O impacto emocional foi imediato. “Fiquei assustada, com medo do que poderia acontecer com a minha liberdade e principalmente com o meu casamento.”
Os primeiros dias com a colostomia
A reportagem conversou com a enfermeira estomaterapeuta Midori Noguiti Diniz, segundo ela o processo de adaptação à colostomia é delicado e cheio de nuances físicas e emocionais. “Geralmente, a confecção de um estoma intestinal é traumática, pois implica em limitações e dificuldades que modificam a rotina e a qualidade de vida do indivíduo acometido.”
Elisângela confirma: “Primeiro, estava tentando entender o que estava acontecendo. Aquelas coisas, porque eu? E agora, quem vai trocar a bolsa a cada 3 dias? Será nojento? Meu esposo vai me abandonar?”
A enfermeira atua há décadas com pacientes ostomizados, ela destaca que o acolhimento e a autonomia são essenciais. “Incentivamos à participação ativa do paciente no tratamento, ensinando técnicas de autocuidado e empoderando-o para lidar com a estomia.”
O preconceito e a vergonha ainda existem
Mesmo com avanços nos cuidados e tratamentos, o estigma sobre a colostomia persiste. “Hoje com mais experiência e ainda o fato de que meu pai é um ostomizado, acredito que as pessoas sentem nojo. Mas é tudo muito higiênico”, comenta Elisângela. “Existem muitos produtos para amenizar o odor, e você pode fazer de tudo com mais cuidado, é claro.”
Midori também alerta: “Apesar de ser um procedimento muitas vezes necessário para garantir a qualidade de vida, a bolsa de colostomia ainda carrega estigmas e falta de informação, levando a situações de preconceito e dificuldades de adaptação social para os estomizados.”
Uma nova missão: cuidar do pai
Após sua recuperação e reversão da colostomia, Elisângela enfrentou um novo desafio: acompanhar seu pai no mesmo caminho. “Descobrir depois de um tempo que meu pai passaria por tudo o que eu havia passado foi difícil demais, tive crises de ansiedade. Mas ao mesmo tempo tive que ser forte para cuidar dele.”
Pedro Nelson, mesmo com 79 anos, mantém uma rotina ativa. “Ele não quer frequentar alguns lugares. Depende muito das pessoas que estarão ao redor dele para se sentir mais confortável. Mas ele leva uma vida normal. Apesar de ter 79 anos, é ativo, dirige, vai pescar. A bolsa não o impede.”
Cuidado com dignidade
O papel da família é crucial, como ressalta Midori. “A autoimagem é modificada, e há a importância da autoaceitação e da aceitação pelo outro, para que haja uma interação nesta complexidade do viver.”
Para Elisângela, cuidar do pai trouxe aprendizados profundos. “Que não planejamos nada neste mundo. Temos metas, mas só Deus sabe de todas as coisas. Que não somos melhores que outras pessoas.”

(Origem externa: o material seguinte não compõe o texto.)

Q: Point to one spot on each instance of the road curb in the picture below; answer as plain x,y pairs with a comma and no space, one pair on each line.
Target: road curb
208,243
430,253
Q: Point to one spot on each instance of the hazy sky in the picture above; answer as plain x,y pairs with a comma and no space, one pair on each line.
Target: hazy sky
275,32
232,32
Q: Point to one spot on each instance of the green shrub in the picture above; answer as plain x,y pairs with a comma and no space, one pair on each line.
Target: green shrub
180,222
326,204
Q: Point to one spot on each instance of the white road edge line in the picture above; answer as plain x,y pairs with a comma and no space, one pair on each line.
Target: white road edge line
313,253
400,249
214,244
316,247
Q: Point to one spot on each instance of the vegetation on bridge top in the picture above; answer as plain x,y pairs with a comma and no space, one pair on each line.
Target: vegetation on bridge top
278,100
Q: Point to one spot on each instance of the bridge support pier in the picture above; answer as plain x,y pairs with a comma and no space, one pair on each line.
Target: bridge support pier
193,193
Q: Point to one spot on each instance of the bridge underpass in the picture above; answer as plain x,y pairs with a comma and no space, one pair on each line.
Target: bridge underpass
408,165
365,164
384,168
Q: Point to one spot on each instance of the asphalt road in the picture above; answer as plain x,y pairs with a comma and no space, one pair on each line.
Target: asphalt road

Visibilidade que transforma
A cantora Preta Gil faleceu no dia 20 de julho de 2025, aos 50 anos, em Nova Iorque, em decorrência de complicações causadas por um câncer no intestino. Ela enfrentava a doença desde 2023 e, durante o tratamento, passou por uma colostomia, tema que tratou com abertura nas redes sociais.

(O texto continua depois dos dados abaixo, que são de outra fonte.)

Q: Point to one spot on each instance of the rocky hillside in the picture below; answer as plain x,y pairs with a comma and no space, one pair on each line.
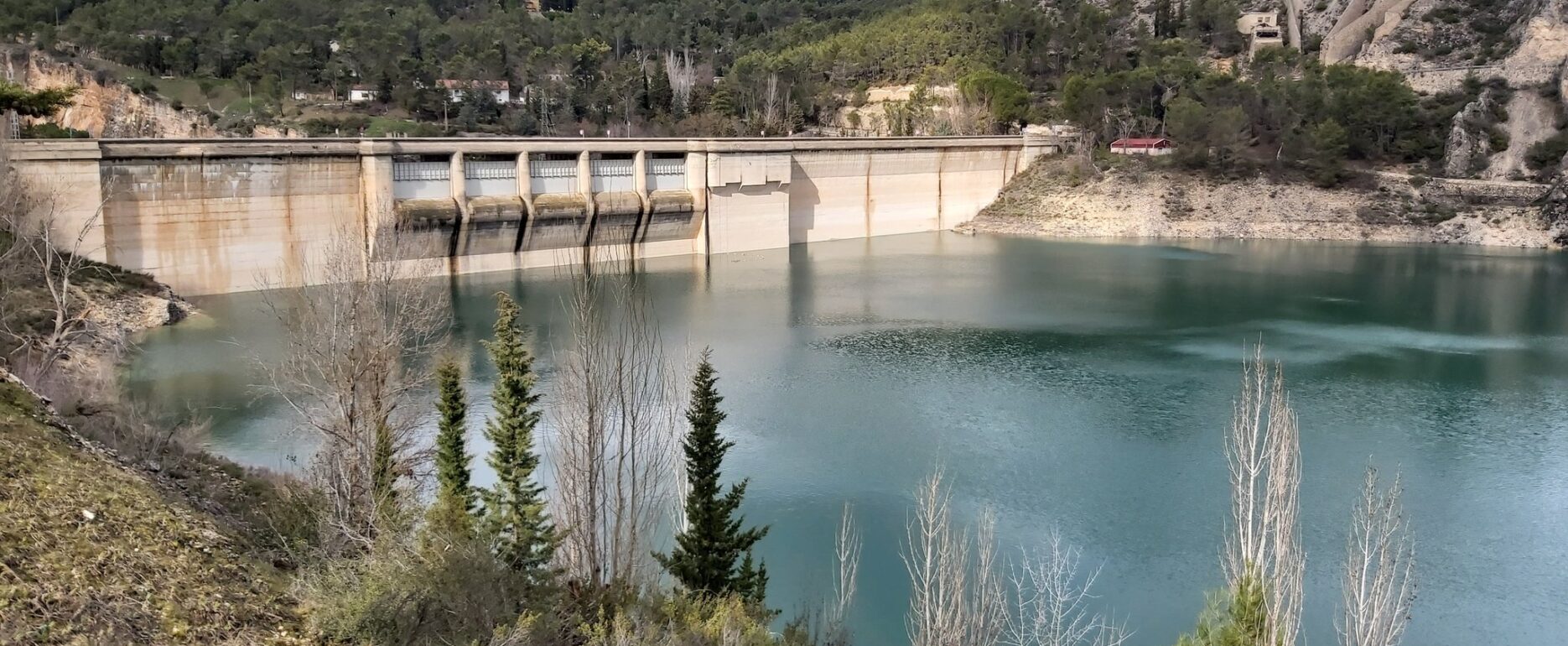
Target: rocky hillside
1139,200
96,554
104,107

A trajetória pública da cantora Preta Gil com a colostomia foi destacada por todos os entrevistados como um divisor de águas. “A visibilidade que Preta Gil trouxe à colostomia quebrou tabus e ajudou a aumentar a aceitação pública do tema”, afirmou Midori.

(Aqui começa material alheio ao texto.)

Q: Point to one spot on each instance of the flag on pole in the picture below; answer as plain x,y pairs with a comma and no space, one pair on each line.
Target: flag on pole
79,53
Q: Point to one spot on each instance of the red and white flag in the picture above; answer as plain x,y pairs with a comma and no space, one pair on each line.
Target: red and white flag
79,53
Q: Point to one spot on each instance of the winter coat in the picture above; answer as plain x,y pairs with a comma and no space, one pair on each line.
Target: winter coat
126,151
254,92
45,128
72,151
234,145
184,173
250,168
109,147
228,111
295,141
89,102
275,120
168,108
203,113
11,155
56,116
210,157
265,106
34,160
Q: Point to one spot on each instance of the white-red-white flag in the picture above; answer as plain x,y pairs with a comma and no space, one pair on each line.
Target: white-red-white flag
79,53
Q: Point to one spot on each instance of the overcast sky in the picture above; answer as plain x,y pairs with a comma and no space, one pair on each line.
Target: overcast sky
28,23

Dr. Aroldo reforça: “Hoje uma das principais armas contra o câncer é a informação e sua desmistificação. A desmistificação encoraja a população para realização dos exames de prevenção com o objetivo de avaliar quem não sente nada.”
Uma mensagem de esperança
Para quem passa pelo processo da colostomia, Elisângela deixa uma mensagem de superação: “Hoje tenho várias restrições alimentares, mas o fato de acordar todos os dias, trabalhar e acompanhar a evolução da minha família é o que tenho de mais precioso.”
Midori conclui com palavras que tocam fundo: “A estomia não te define, mas te salva! Guerreiros também choram. Valentes também pensam em parar. Heróis têm cicatrizes.”